Talvolta è accaduto. Talvolta a fianco al racconto colpevolista dei più, uno solo o pochi hanno provato a spiegarla in modo diverso. Certo, non quanti ne sarebbero serviti per costruire una coscienza alternativa. Ma negare a quei pochi il diritto-dovere della complessità vuol dire cedere all’emergenza, arrendersi all’idea che il controllo dell’opinione pubblica sulla forza autoritativa dello Stato si risolva per forza, come dice Tiziana Maiolo, nel rito sacrificale officiato dal tribunale del popolo. Non è per questo che è nata la libera stampa. Non è per questo che dobbiamo sopprimerla, cedendo all’idea che la democrazia e i suoi fragili statuti siano da archiviare solo perché sono imperfetti. È facile che ciò accada in un tempo in cui una suggestione tecnocratica c’illude che una società perfetta possa realizzarsi, anche se al prezzo di rinunciare ad alcune libertà.

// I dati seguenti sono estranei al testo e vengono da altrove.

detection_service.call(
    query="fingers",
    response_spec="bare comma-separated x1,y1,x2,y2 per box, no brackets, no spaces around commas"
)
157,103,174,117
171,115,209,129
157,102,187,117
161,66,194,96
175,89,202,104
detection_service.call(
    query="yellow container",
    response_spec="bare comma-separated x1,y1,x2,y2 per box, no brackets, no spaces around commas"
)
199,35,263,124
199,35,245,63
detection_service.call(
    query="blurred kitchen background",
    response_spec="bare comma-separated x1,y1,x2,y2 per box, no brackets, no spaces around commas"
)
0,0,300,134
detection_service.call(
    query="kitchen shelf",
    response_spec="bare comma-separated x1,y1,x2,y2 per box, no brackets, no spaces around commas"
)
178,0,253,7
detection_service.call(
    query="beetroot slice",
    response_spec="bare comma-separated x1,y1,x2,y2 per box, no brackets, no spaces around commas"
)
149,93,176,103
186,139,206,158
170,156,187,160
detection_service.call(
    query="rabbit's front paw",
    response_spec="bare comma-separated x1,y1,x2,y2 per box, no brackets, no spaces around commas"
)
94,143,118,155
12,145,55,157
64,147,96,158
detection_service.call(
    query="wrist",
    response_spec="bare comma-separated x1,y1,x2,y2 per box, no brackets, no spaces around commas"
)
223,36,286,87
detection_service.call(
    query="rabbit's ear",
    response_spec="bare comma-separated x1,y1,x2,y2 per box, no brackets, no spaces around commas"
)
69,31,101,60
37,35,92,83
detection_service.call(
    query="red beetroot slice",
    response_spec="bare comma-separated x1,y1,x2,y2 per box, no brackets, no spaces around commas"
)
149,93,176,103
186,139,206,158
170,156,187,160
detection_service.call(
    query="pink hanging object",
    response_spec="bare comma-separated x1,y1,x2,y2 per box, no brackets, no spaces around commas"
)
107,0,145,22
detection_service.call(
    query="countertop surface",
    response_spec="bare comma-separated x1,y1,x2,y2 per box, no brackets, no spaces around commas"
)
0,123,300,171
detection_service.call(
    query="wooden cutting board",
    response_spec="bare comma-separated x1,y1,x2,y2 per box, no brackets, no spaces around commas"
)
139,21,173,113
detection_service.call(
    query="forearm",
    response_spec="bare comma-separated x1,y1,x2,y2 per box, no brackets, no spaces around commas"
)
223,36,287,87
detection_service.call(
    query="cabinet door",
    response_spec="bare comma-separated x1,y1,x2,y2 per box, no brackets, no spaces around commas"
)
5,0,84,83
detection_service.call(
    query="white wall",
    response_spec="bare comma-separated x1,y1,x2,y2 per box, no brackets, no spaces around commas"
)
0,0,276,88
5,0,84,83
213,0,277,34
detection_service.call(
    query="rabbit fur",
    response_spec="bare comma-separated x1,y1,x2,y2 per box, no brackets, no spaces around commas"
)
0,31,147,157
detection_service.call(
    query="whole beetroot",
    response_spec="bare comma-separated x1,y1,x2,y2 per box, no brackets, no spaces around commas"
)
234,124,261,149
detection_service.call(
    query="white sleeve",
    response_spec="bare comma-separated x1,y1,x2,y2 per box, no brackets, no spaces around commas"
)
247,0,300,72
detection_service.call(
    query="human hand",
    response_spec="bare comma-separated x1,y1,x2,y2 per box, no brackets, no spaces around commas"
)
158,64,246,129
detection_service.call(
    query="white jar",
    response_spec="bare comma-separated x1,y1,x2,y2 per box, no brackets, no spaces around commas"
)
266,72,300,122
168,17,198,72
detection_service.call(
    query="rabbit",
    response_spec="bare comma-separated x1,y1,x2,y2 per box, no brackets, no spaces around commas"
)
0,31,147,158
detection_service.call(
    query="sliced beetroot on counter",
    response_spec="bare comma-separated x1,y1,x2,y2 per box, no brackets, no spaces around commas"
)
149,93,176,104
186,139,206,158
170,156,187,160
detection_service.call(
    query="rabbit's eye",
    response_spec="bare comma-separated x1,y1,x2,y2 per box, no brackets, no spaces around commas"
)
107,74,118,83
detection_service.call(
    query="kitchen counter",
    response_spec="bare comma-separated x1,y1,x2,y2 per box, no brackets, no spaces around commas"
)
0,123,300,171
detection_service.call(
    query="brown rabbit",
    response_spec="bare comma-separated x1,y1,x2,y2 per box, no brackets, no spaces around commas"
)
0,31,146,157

Ma c’è un altro rischio, sotteso al divieto votato dal Parlamento. Che la giustizia diventi, ancor di più di quanto già non sia, una questione di soli esperti, una contesa tra magistrati e avvocati attorno alla natura scientifica di un reperto, l’imputato di turno. È il rischio più grande, perché in una democrazia giudiziaria trasformata in una ridotta corporativa può accadere che le intercettazioni siano estese ad libitum, prima della legge e poi da una prassi che le autorizza senza che esistano i presupposti, che siano trascritte male e interpretate peggio, e da ultimo che siano inserite nelle ordinanze di custodia cautelare anche se la loro pertinenza è inesistente e se la loro valenza probatoria è zero.

E poi siccome nessuna maggioranza, nessuna categoria, nessuna lobby è capace di smontare questo mostruoso apparecchiamento di microspie e captatori informatici, anzi alla fine quasi ci si è tutti un po’ abituati a conviverci, a qualcuno viene in mente l’idea di nasconderlo ai cittadini. Ma a chi la si vuole raccontare?